An inquiry has begun into reality TV programmes after The Jeremy Kyle Show was permanently cancelled by ITV following the death of a guest.
The Digital, Culture, Media and Sport select committee "will consider production companies' duty of care to participants", committee chairman Damian Collins announced.
The Jeremy Kyle Show was suspended indefinitely on Monday by the broadcaster following the apparent suicide of Steve Dymond, a week after he took part in filming.
ITV's CEO confirmed its axing on Wednesday morning following widespread calls to bring the programme off air permanently rather than temporarily.
Dame Carolyn McCall said: "Given the gravity of recent events we have decided to end production of The Jeremy Kyle Show."
Mr Collins praised ITV for making the "right decision" but said "that should not be the end of the matter" as he outlined the key questions for an independent review to probe.
News of the inquiry came as more details emerged of Mr Dymond's appearance on The Jeremy Kyle Show.
The 63-year-old took a lie-detector test to convince fiance Jane Callaghan he had not been unfaithful but they split after he failed, it has been reported.
Ms Callaghan told The Sun newspaper: "We got engaged Christmas Day 2017. He was crying, the love was real. He was the most generous and loving person.
"He was quietly struggling and we didn’t know at the time. He cheated on me, I know he did. I can’t forgive but I just want him to be alive."
She praised the show’s team for their after-care efforts, telling the newspaper: "They were brilliant. They were there when he needed help.
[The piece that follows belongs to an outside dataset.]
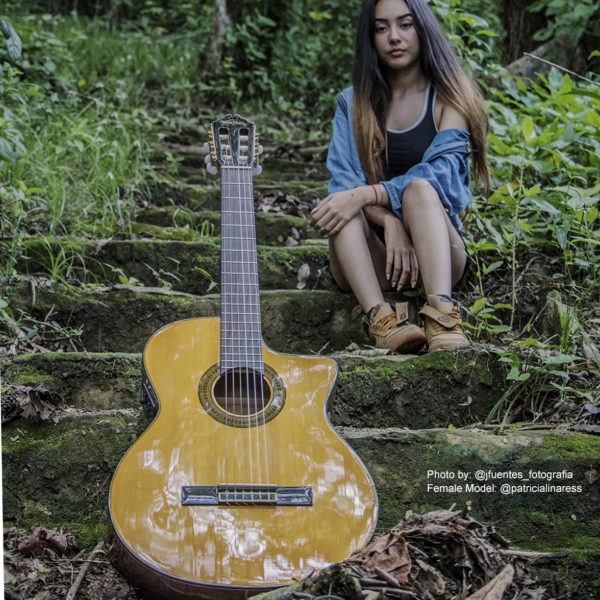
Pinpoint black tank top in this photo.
[384,84,437,179]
They were really persistent in offering him help."
Despite Ms Callaghan defending the show and its after-care, ITV CEO Ms McCall admitted "now is the right time for the show to end" after 14 years.
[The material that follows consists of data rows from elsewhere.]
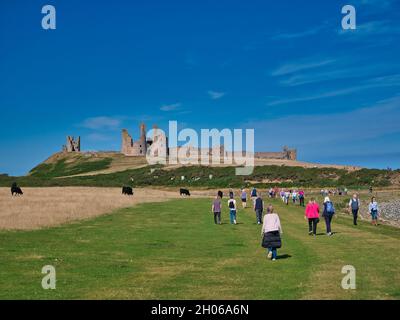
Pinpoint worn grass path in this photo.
[0,199,400,299]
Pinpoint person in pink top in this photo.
[304,198,319,237]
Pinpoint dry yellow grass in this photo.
[0,187,179,230]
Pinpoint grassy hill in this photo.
[0,153,400,188]
[0,199,400,300]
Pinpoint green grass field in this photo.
[0,199,400,299]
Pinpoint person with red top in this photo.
[304,198,319,237]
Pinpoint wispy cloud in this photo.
[271,59,336,76]
[338,20,400,39]
[279,61,400,87]
[85,133,114,142]
[160,103,182,111]
[267,75,400,106]
[245,96,400,149]
[207,90,226,100]
[80,116,121,130]
[271,26,325,40]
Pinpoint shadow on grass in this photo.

Ms McCall added: "Everyone at ITV's thoughts and sympathies are with the family and friends of Steve Dymond."
- Jeremy Kyle seen for the first time since the show was taken off-air:
The news of the show's axing came amid criticism of the show by politicians and members of the public.
Tory MP Charles Walker, a vice-chairman of the all-party parliamentary group on suicide and self-harm prevention, branded it “cruel television”.
He said: "When you take highly strung - often vulnerable – people, you put them under a huge amount of pressure.
"Yes it makes good television but it also makes for cruel television as well."
Jim Waterson, Media Editor at The Guardian, questions how "ITV will deal with other reality shows".
He said: "The show has been on for 15 years with the same format, doing exactly the same thing with the same treatment of guests.
"So the issue now is how they deal with other reality shows on the network, things like Love Island which is due to return next month and has also had a lot of criticism for how it looks after contestants after they've been on the programme."
Theresa May's official spokesman said Mr Dymond's death highlighted the need for support for guests.
He said: "Broadcasters and production companies have a responsibility for the mental health and well-being of participants and viewers of their programmes.
"We are clear they must have appropriate levels of support in place."
Despite being referred to as a "modern day freak show" by many social media users for "exploiting guests", several past guests have spoken out in defence of the programme.
Dee Kelly, who appeared on Benefit Street and went on the celebrity version of the show in February, praised the show and its team for the support provided.
She said: "It was a very positive experience for me and we got a lot of pre-show care as well as after show care.
"You had the producers and the runners and everyone was absolutely brilliant, you'd come in and they were talking to you."
ITV said a review of the episode featuring Mr Dymond is underway and the broadcaster will continue to work with Jeremy Kyle on other projects.